“That keg still fresh?”
“Yeah. I think you’d benefit from a twenty-four hour period off it though,” Antony said, pissing him off.
“Last time I checked you’re not my father, my doctor, or my wife.”
“Lucky me,” Antony said, still not moving. The silence expanded between them.
“Fine. I gotta go anyway.” Kieran swung his legs over the side of the chair away from the judgmental asshole.
“Wait, listen.”
“No thanks. I’m good. I gotta go.”
Once the dizziness passed, he shuffled away from the pool toward his car.
“Don’t you want some dry clothes?”
He kept walking without acknowledging the question.
“Kieran Francesco Love.” The sound of his mother’s voice sliced through the steamy air. “Come up to the house before you go. Please.”
Weighing the relative value of ignoring her versus the hell he’d catch the next time he showed his face here, he stopped.
“Frankie Loooooove,” Antony crooned from behind him.
“Go to hell,” he muttered under his breath as he stomped past the pool on his way to the lower entry of his boyhood home.
“Son, I’m concerned for you. You’re drinking too much, and as much as it pains me to admit it, I will say I’ve noticed that Melinda’s absence.” Lindsay sat in her rocker, cane at her side in case she needed support for her bad hip, some sort of random mending in her lap. “I don’t know what’s going on in your life, but my mama radar is humming to beat the band. Sit. Spill it.”
She patted the couch next to her recliner. He remained standing, his skin pebbling from the air conditioning combined with his wet hair and shirt. Lindsay stayed quiet, waiting for him to obey her. He resisted it. She kept waiting.
With a huge sigh he sat, keeping his gaze trained down at the rug’s pattern he’d memorized long ago.
“Melinda’s busy. She’s been out of town. Got home today. I’m going there. Now.” His jerky, automatic answers would never fly and he knew it.
“I don’t need the woman’s itinerary. Talk to me about you.” She put her small hand on his clenched ones. He gritted his teeth in an attempt not to respond to her soothing vibe.
“I, um, well, the school, they...laid me off. Budget cuts and all. Can’t find a permanent place, I guess. I don’t know.”
She tightened her grip on him but kept silent. Remembering this trick of hers didn’t change the fact of his helplessness in the face of it.
“It’s bad. I mean, I don’t have work, you know? An income? Shit.”
Frowning, she let go of him.
“Sorry.” He reached automatically into his pocket for a dollar. When she fluttered her fingers, indicating he should hold onto it he suppressed a groan.
“Well, that Melinda has a good-paying job, right? I mean until you find a new teaching spot.”
At that split second his mouth watered. “Let’s have a drink.” He lurched to his feet, and seeking to avoid the frown lines between her eyes, he headed for the liquor cabinet.
“I don’t require a drink this early in the day, son.”
A mystery bottle caught his attention. “He did it, didn’t he?” Facing his mother, the woman who calmed and terrified him at the same time, he thrust the brown bottle that had a utilitarian yet super-cool label with the words “Dominic’s Cut” at her.
“I’ll be damned,” he muttered under his breath. “The son of a bitch did it.”
He snagged two rocks glasses from the shelf above the sideboard, set them down on the coffee table with coasters underneath, and poured them each a healthy portion. “Dom did it! Why didn’t you guys do a release party? Why didn’t Daddy say anything?”
Lindsay raised her glass to the light shining in through the picture window. Kieran did the same, admiring the perfect amber hue and the rich, caramel scent when he stuck his nose down into the glass.

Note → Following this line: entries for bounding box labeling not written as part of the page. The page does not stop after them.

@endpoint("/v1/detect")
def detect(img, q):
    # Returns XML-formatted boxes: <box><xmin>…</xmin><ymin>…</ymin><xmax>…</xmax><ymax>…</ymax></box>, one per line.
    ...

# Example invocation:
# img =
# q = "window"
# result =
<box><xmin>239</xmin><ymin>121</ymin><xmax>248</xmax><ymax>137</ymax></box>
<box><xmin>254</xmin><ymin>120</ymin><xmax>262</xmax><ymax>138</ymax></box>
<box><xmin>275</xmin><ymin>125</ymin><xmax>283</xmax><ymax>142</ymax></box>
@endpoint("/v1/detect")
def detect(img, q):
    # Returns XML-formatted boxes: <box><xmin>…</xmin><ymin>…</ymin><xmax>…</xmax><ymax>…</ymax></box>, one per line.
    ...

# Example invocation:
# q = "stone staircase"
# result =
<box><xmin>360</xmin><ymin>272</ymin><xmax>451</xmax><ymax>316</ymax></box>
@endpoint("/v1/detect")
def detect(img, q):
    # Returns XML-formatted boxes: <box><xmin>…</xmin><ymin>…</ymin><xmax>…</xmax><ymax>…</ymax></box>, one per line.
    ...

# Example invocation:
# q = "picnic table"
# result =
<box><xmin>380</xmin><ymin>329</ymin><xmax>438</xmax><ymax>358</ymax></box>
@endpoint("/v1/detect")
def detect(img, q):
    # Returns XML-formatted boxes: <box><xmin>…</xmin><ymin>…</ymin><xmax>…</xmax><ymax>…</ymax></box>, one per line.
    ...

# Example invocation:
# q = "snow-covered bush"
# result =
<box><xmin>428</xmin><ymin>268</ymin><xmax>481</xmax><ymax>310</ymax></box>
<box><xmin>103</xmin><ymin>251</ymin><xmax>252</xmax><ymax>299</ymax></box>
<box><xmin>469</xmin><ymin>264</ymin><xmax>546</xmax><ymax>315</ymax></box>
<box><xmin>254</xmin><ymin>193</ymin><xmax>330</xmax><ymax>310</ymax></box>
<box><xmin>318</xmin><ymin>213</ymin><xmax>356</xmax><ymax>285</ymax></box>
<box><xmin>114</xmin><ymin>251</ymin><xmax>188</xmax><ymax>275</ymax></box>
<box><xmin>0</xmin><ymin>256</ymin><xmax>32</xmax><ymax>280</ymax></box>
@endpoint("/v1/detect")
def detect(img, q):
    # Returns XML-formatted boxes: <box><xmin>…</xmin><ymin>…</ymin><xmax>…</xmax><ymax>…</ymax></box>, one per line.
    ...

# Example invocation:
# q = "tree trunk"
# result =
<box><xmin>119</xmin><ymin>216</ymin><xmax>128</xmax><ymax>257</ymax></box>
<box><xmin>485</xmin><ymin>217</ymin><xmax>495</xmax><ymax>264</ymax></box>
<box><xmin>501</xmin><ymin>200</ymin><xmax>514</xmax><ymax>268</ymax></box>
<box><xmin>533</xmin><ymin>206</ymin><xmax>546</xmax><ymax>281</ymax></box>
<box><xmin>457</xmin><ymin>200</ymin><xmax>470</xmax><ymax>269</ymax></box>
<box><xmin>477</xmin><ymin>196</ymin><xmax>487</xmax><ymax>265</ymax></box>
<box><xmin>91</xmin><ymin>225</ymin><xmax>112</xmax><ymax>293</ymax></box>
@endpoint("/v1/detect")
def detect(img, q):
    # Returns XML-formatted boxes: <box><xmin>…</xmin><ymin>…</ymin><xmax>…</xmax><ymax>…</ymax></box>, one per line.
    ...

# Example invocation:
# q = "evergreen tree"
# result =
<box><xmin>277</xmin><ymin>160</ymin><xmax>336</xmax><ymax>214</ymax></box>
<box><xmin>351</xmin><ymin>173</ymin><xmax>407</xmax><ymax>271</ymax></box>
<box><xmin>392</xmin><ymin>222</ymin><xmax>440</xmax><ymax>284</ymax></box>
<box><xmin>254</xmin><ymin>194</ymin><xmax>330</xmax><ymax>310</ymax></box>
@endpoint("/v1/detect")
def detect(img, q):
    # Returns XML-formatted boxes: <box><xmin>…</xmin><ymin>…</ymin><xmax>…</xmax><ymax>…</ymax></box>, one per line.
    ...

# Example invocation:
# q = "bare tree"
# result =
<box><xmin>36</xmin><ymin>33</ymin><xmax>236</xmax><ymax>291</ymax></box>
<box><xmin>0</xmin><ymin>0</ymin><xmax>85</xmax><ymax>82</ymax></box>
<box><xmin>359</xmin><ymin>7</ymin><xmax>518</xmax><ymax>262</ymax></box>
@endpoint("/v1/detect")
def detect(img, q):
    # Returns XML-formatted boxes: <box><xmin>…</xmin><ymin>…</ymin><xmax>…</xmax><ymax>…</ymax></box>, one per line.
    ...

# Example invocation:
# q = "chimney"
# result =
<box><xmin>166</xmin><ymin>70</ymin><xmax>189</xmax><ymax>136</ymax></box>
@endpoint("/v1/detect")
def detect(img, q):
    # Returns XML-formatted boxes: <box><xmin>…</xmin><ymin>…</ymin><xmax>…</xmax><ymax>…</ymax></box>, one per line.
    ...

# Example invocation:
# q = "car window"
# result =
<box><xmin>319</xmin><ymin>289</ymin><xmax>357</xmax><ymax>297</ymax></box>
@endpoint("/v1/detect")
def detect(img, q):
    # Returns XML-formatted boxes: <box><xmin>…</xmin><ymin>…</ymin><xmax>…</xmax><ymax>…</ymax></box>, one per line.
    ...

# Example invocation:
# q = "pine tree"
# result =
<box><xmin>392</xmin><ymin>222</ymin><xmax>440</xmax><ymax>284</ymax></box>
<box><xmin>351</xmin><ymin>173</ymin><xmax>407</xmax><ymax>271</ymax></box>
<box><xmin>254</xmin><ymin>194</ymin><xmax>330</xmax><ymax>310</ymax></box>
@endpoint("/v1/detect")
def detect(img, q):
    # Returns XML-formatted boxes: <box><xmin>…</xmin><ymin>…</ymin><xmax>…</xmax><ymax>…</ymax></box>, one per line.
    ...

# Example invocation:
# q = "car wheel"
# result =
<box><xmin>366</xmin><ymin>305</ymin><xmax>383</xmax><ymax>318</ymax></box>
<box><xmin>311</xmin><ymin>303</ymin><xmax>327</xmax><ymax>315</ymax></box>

“To the brewer, now master distiller,” he said as they clinked glasses. The young whiskey made his chest warm in an entirely pleasant way. “Wow. Very smooth and sweet. Sort of Irish.”
“Aye,” his mother nodded, holding her glass close to her body. “It didn’t finish the way he wanted, although we think it’s lovely. You know your brother. Anything shy of self-perceived perfection and he rejects it. He wouldn’t allow us to announce it, make it available for sale, or even for tasting, much less throw a release party.” She set the untouched drink on the table between them.
“So, son, I guess you and that Melinda have a contingency plan?” She focused on her mending, a familiar maternal diversion tool he well knew.